Este dicionário criado por Celan também trazia palavras inventadas em francês, a saber, traduções franco-celanianas. Este momento de invenção celaniana está sendo considerado aqui no texto como um momento de “passagem ao poético”.
Na carta do dia 2 de abril de1966 (n. 396) ele envia um poema e logo na carta seguinte ele manda o “Dicionário Celan”. Vamos transcrever o poema em alemão e depois trazer a tradução feita pelo organizador da correspondência, Bertrand Badiou, que segue, em parte, o dicionário enviado para Gisèle. A seguir, vamos transcrever a carta seguinte, do dia 3?. 4. 1966 (n.397), que traz o “Dicionário Celan”; e depois reescreveremos a tradução do poema, a partir deste Dicionário, além, é claro, de nos servir, com as palavras faltantes, de um dicionário comum de alemão-francês. Este poema vai nos dar a diretriz de nosso trabalho, no que se refere à questão da língua, em seu movimento de cicatricement, [29]que será melhor desenvolvido no capítulo seguinte.
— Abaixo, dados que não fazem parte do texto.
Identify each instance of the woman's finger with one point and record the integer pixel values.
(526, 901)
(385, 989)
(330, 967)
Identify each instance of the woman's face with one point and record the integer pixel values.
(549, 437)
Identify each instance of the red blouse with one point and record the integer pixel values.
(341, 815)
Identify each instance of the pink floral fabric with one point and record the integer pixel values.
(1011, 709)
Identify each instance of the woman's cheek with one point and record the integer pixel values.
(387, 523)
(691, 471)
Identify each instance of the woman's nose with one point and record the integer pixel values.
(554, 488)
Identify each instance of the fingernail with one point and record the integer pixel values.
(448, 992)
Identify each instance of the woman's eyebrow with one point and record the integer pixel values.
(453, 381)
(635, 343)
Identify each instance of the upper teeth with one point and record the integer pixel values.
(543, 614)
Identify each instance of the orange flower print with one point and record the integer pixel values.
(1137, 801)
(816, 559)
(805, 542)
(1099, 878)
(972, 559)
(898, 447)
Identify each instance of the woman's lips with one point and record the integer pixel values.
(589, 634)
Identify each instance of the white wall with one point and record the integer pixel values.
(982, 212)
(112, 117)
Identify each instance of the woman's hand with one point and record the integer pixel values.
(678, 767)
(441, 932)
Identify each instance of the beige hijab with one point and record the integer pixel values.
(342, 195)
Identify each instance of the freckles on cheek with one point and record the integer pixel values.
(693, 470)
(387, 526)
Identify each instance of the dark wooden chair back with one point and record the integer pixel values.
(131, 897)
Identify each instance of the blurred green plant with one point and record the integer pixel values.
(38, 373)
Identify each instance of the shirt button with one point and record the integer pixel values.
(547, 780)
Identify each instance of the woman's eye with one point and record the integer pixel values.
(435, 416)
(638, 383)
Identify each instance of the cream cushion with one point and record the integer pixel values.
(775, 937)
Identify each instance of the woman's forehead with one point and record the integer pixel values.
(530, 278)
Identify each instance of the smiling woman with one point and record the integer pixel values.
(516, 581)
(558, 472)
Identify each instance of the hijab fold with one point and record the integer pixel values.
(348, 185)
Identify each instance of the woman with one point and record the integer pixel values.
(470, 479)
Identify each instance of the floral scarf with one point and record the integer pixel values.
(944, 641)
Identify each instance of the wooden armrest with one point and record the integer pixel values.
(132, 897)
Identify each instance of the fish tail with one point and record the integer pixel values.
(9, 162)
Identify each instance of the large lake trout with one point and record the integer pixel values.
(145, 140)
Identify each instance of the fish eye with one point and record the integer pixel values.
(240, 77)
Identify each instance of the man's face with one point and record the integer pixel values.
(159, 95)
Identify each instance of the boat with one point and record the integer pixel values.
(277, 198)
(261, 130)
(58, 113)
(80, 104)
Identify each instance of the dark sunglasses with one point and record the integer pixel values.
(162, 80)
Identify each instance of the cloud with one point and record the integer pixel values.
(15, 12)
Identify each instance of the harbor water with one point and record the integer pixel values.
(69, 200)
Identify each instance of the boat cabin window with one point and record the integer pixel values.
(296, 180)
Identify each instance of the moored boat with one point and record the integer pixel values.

Ele diz nesta carta: “(…) Hoje, eu te beijo, antes de voltar, com as palavras (necessárias)” [30] As palavras de seu dicionário nos serão também necessárias para nos aproximarmos da escrita melancólica de Celan, escrita que traz uma cicatriz sempre em movimento. Vamos ao poema:
- 4. 66
_____
das Äusserste – l’extrême
nicht zu Entwirrende
Das Narbenwahre, verhakt
ins ÄuBerste, nicht zu
Entwirrende,
Längst
ist der Schautanz getanzt,
der schwergemünzte,
hier in der Einfahrt,
wo alles noch einmal geschieht,
endlich,
heftig,
längst.
_______
2.4.66
An Gisèle[31]
A tradução de Bertrand Badiou ficou assim:
O verdadeiro cicatricial
enganchado
no extremo, inex-
tricável,
Há muito tempo
Terminou-se de dançar a dança-espetáculo,
o peso a ser pago,
aqui, na entrada dos carros,
onde tudo acontece uma vez mais,
enfim,
com violência,
há muito tempo.
- 4. 66
A Gisèle[32]
O “Dicionário Celan”, contido na carta do dia 3. 4. 1966 (n. 397) vem com as seguintes indicações de tradução, que manterei no original:
Die Narbe – la cicatrice\ narbenwahr – vrai comme une cicatrice\ vrai-“cicatricement”\ verhakt – accroché\ der Haken – le crochet\ das ÄuBerste\ – l’ Extrême\ entwirren: antonyme de verwirren – brouiller, [sic]\ das nicht zu Entwirrende – impossible à dévider, à sortir de la confusion\ längst\ il y a bien longtemps\ der Schautanz – la danse-“show”, [sic]\ die Schaumünze – la médaille (enfin: démonstrative) \ münzen – frapper monnaie \ die Einfahrt – l’entrée (pour automobilistes?) \ heftig – avec violence. [33]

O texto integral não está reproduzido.